«Мысль Павла не обращена ни в целом против греческой философии как к интеллектуальной данности, ни против какой–либо одной из классических философских школ, но она направлена против определенной синкретической религиозной группировки, выделившейся в лоне общины Колоссян и оказывавшей на эту общину опасное (в своей притягательности) влияние» [4] О. Michel, op. cit., coll. 40–41.
.
* * *
Исследование, подобное нашему, стремившееся синтезировать шесть веков христианской мысли, несомненно вызовет чувство неудовлетворенности со стороны тех, кто хотел бы обнаружить в нем ту или иную проблему, тот или иной дискуссионный момент, ту или иную отсылку к библиографии; некоторые хотели бы большей углубленности при рассмотрении той или иной темы. Но мы и сами убеждены в том, что в рамках тома, синтетического по своему содержанию, трудно отразить безмерный по своему объему материал, относительно которого ежедневно выдвигаются все новые гипотезы, появляются все новые точки зрения и вносятся коррективы в положения, не вызывавшие ранее никакого сомнения, в результате чего, в частности, библиографию стало практически невозможно отразить в её полноте: это имеет силу как для отдельного автора, так, тем более, для труда, охватывающего творчество множества писателей. Но если отказаться от столкновения с подобного рода затруднениями, следовало бы отказаться и от исследования как такового.
Я в свою очередь выражаю чувство признательности всем, кто оказывал мне помощь: это Сальваторе Лилла, позволивший мне воспользоваться его реконструкцией личности псевдо–Дионисия Ареопагита; это Сильвия Пиери, которой я благодарен за её сотрудничество в деле общего редактирования данного тома и за её проверку одной части (стр. 546–559 философии Боэция); это Сара Петри, помогавшая мне с библиографией; это Пьетро Подолак, которому принадлежит труд по обрисовке личности Ария (стр. 595–597); это Пьетро Ресса, автор ряда страниц, относящихся к Цельсу (стр. 109–119), к Порфирию (стр. 292–326) и к Арнобию (стр. 326–348); это Кьяра Омбретта Томмаси, написавшая часть, посвященную гностицизму (стр. 44–70), а также раздел, посвященный Марию Викторину (стр. 454–481); это Луиджи Пиицолато, предоставивший мне возможность ознакомиться с труднодоступными изданиями.
Что касается исходной библиографии, то мы отсылаем читателя к нашей «Истории древней христианской литературы» [5] См. библиографию работ К. Морескини на сайте Пизанского университета: httр://aarp.unipi.it/listedoc.php?lista=ALL&ide=2030 — Прим. Д. Л.
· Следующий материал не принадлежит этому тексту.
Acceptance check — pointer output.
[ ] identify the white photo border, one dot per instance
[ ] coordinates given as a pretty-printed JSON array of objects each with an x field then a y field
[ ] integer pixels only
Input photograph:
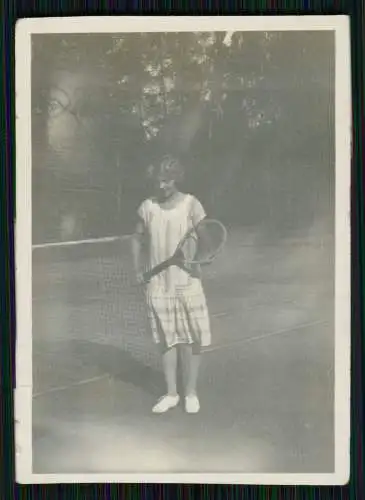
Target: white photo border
[{"x": 23, "y": 236}]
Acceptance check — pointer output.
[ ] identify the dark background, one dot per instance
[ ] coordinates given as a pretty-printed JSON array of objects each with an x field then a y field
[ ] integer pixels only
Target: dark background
[{"x": 251, "y": 118}]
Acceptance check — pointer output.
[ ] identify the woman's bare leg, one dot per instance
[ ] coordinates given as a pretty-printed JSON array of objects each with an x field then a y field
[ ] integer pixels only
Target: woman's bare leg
[
  {"x": 169, "y": 359},
  {"x": 191, "y": 363}
]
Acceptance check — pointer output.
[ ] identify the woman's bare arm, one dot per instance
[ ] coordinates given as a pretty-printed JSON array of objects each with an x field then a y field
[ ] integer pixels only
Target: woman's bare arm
[{"x": 137, "y": 246}]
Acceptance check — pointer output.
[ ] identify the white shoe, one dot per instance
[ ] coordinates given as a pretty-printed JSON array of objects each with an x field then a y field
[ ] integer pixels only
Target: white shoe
[
  {"x": 166, "y": 403},
  {"x": 192, "y": 404}
]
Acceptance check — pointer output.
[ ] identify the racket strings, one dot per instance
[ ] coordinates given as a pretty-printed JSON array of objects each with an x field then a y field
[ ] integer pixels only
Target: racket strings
[{"x": 203, "y": 243}]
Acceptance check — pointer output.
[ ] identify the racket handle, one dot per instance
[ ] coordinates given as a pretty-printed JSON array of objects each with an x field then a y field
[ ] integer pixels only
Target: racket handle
[{"x": 148, "y": 275}]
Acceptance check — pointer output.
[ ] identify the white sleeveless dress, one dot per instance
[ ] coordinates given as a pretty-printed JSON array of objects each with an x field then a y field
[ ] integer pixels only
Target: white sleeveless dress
[{"x": 176, "y": 303}]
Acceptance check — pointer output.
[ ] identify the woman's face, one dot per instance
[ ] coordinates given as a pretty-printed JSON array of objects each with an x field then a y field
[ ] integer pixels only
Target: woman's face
[{"x": 165, "y": 187}]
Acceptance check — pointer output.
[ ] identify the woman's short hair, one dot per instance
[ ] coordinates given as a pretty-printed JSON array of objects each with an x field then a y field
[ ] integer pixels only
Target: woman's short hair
[{"x": 169, "y": 167}]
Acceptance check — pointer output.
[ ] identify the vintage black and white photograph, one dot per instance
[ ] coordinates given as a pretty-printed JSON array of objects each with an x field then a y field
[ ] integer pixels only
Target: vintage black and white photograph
[{"x": 183, "y": 255}]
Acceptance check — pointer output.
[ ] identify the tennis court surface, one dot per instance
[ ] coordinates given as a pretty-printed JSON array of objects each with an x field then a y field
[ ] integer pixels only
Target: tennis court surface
[{"x": 266, "y": 384}]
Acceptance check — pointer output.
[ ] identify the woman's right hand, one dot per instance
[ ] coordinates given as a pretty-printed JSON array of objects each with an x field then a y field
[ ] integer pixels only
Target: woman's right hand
[{"x": 140, "y": 278}]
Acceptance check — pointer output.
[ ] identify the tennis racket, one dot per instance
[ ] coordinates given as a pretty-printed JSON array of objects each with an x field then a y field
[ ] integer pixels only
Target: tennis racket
[{"x": 199, "y": 247}]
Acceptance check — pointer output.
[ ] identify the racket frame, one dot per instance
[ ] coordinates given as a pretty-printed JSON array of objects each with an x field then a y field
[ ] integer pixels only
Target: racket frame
[{"x": 185, "y": 263}]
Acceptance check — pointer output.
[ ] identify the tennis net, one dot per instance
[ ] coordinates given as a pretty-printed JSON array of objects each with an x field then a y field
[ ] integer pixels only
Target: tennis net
[{"x": 86, "y": 291}]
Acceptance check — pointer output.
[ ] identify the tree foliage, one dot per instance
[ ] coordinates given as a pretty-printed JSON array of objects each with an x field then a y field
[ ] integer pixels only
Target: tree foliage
[{"x": 229, "y": 104}]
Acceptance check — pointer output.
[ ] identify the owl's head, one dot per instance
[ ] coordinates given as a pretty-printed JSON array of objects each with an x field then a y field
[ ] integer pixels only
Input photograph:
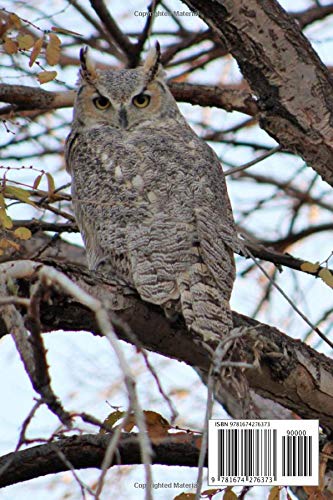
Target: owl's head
[{"x": 125, "y": 98}]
, опубликованной тем же самым издателем.
Глава первая. Встреча раннего христианства и языческой философии
Уже было немало написано о контактах, возникавших между христианством на первом этапе его распространения и греческой философией, и уже выявлены основные элементы, на основании которых развертывается подобного рода исследование. Но эта проблема, помимо всего прочего, вписывается и в тематически более широкую сферу изысканий: речь идет не только об отношениях, сложившихся между христианством и греческой культурой, но и об одном моменте, окрашенном более в исторические и социологические тона, а именно, о распространении новой религии, о «Христовом шествии по Римской империи», как озаглавлено одно весьма назидательное эссе, принадлежащее перу Паоло Синискалько. Для начала все же представляется необходимым проставить хотя бы некоторые акценты: реально, в самые первые времена распространения христианства, еще нельзя говорить о «патристической философии», но только о процессе ассимиляции, носившей самый общий характер и включавшей, среди прочих реалий и прочих ориентиров литературного порядка, также и усвоение основ философии. Мы имеем при этом дело с разрозненными элементами, почерпнутыми из греческой философии, которые встраиваются во все более упорядоченный контекст полемики с язычниками, помогая самостоятельному осмыслению этих элементов с целью превратить их во вспомогательное средство, входящее в инструментарий рациональных подходов к Откровению, которым располагала та культура, в русле которой оказалось зарождавшееся христианство, даже если Откровение само по себе не нуждалось ни в рефлексии, ни в философии. Но убежденность в том, что вера не должна быть «слепой» (хотя именно в этом упрекали язычники христиан), сформировалась очень быстро: и запросы, которые как бы изнутри предъявлялись к евангелизации, осуществлявшейся в мире общирной и глубокой культуры, сделали еще более насущной для христиан необходимость сравняться в своих философских познаниях с язычниками, даже если теоретически дело евангелизации протекало подчеркнуто отстраненно от ценностей философии как таковой, отношение к которой было неизменно настороженным.